Here I had to remove the most frequent alphabet of a string(if frequency of two alphabets is same, then in alphabetical order) and put it into new string.
Input:
abbcccdddd
Output:
dcdbcdabcd
The code I wrote is:
s = list(sorted(<the input string>))
a = []
for c in range(len(s)):
freq =[0 for _ in range(26)]
for x in s:
freq[ord(x)-ord('a')] += 1
m = max(freq)
allindices = [p for p,q in enumerate(freq) if q == m]
r = chr(97+allindices[0])
a.append(r)
s.remove(r)
print''.join(a)
But it passed the allowed runtime limit maybe due to too many loops.(There's another for loop which seperates the strings from user input)
I was hoping if someone could suggest a more optimised version of it using less memory space.

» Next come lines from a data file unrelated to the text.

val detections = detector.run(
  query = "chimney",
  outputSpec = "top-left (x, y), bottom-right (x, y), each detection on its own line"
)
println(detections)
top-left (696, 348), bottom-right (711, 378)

Your solution involves 26 linear scans of the string and a bunch of unnecessary conversions to count the frequencies. You can save some work by replacing all those linear scans with a linear count step, another linear repetition generation, then a sort to order your letters and a final linear pass to strip counts:
from collections import Counter # For unsorted input
from itertools import groupby # For already sorted input
from operator import itemgetter
def makenewstring(inp):
# When inp not guaranteed to be sorted:
counts = Counter(inp).iteritems()
# Alternative if inp is guaranteed to be sorted:
counts = ((let, len(list(g))) for let, g in groupby(inp))

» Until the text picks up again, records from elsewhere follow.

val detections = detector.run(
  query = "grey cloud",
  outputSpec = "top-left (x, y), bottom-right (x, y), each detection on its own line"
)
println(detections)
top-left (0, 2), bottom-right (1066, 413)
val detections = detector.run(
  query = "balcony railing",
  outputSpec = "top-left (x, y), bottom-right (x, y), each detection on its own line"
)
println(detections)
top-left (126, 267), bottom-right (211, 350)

# Create appropriate number of repetitions of each letter tagged with a count
# and sort to put each repetition of a letter in correct order
# Use negative n's so much more common letters appear repeatedly at start, not end
repeats = sorted((n, let) for let, cnt in counts for n in range(0, -cnt, -1))
# Remove counts and join letters
return ''.join(map(itemgetter(1), repeats))

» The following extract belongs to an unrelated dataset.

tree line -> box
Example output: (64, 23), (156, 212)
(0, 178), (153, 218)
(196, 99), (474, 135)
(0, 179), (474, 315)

Updated: It occurred to me that my original solution could be made much more concise, a one-liner actually (excluding required imports), that minimizes temporaries, in favor of a single sort-by-key operation that uses a trick to sort each letter by the count of that letter seen so far:
from collections import defaultdict
from itertools import count
def makenewstring(inp):
return ''.join(sorted(inp, key=lambda c, d=defaultdict(count): (-next(d[c]), c)))
This is actually the same basic logic as the original answer, it just accomplishes it by having sorted perform the decoration and undecoration of the values implicitly instead of doing it ourselves explicitly (implicit decorate/undecorate is the whole point of sorted's key argument; it's doing the Schwartzian transform for you).
Performance-wise, both approaches are similar; they both (in practice) scale linearly for smaller inputs (the one-liner up to inputs around 150 characters long, the longer code, using Counter, up to inputs in the len 2000 range), and while the growth is super-linear above that point, it's always below the theoretical O(n log_2 n) (likely due to the data being not entirely random thanks to the counts and limited alphabet, ensuring Python's TimSort has some existing ordering to take advantage of). The one-liner is somewhat faster for smaller strings (len 100 or less), the longer code is somewhat faster for larger strings (I'm guessing it has something to do with the longer code creating some ordering by grouping runs of counts for each letter). Really though, it hardly matters unless the input strings are expected to be huge.